Second example: Last week in Olympia, at a lightly attended ceremony that drew little publicity, Gov. Jay Inslee signed a bill that most Washingtonians knew nothing about: Senate Bill 5518, which the average citizen would understandably believe dealt with a bunch of administrative minutiae. Actually, though, history was made at this event, too. The top two primary became the unchallenged law of our state. All law books will be cleared of references to the old, absurd pick-a-party primary, which had incensed voters by requiring them to declare party affiliation in a state that does not (thankfully) require voters to register by party.
Tiresome appeals by officials of political parties — against the expressed will of the voters — now are consigned to history. David Ammons, former Vancouverite and spokesman for the secretary of state’s office, described the bill signing as “a quiet, noncontroversial ending to a 12-year legal, legislative and ballot-box battle to preserve a wide-open primary system for Washington voters. The fight had involved the political parties, the highest court in the land, and even a detour through California.”
That court is the U.S. Supreme Court, which in 2008 ruled against the political party kingpins and declared the top two primary constitutional. And that detour through California referred to approval in that state of the Washington-style primary.
One of the party leaders’ biggest complaints was that one party in any one race could hog the general election, to which we responded: And that would be bad because? Let voters decide what they want. As it turned out, in the 2008 primary, among 14 partisan races in Clark County, not a single one advanced two candidates from the same party.

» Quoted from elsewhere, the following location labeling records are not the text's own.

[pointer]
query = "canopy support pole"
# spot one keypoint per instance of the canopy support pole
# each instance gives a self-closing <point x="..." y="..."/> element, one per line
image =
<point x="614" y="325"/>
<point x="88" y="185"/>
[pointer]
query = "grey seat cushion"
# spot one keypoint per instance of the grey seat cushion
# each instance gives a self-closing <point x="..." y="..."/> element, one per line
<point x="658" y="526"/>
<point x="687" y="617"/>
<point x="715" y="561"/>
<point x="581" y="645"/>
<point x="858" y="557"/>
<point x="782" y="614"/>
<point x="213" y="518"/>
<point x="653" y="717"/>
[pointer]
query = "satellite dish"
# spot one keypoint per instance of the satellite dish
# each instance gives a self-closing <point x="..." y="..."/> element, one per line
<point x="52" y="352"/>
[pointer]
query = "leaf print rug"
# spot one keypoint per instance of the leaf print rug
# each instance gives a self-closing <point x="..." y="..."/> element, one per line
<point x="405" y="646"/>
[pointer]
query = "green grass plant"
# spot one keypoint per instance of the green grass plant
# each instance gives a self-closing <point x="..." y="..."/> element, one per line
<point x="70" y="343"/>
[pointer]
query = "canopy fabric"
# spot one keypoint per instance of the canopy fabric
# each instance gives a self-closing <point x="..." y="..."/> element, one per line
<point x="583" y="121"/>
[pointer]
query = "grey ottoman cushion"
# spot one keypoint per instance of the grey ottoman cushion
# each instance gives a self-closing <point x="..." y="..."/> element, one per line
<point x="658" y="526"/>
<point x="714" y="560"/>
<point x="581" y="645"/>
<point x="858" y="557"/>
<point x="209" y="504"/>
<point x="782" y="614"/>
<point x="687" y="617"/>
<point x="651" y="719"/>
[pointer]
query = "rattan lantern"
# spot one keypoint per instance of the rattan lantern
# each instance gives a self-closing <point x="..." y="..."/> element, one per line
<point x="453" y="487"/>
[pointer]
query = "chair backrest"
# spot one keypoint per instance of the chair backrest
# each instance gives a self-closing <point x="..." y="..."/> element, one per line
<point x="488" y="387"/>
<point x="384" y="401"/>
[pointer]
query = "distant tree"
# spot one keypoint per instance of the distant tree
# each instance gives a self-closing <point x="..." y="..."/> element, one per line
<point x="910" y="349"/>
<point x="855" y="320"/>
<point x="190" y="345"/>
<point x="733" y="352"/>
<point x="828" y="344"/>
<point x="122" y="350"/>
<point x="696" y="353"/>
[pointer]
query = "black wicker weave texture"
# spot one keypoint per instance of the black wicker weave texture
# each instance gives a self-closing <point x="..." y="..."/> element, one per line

After two years, 27 local races each advanced one candidate from each party. Again, though, no big deal. And then in 2012 Vick-Cortes (actually, there was no Democrat entered in this primary race) and Madore-Boldt defied the trend.
When local voters proceed to this year’s primary on Aug. 6, we doubt many will remember the history that was made last November and last week. But we should all be proud that Washington’s excellent top two primary — rare among states — now stands unquestionably as a model for the rest of the nation.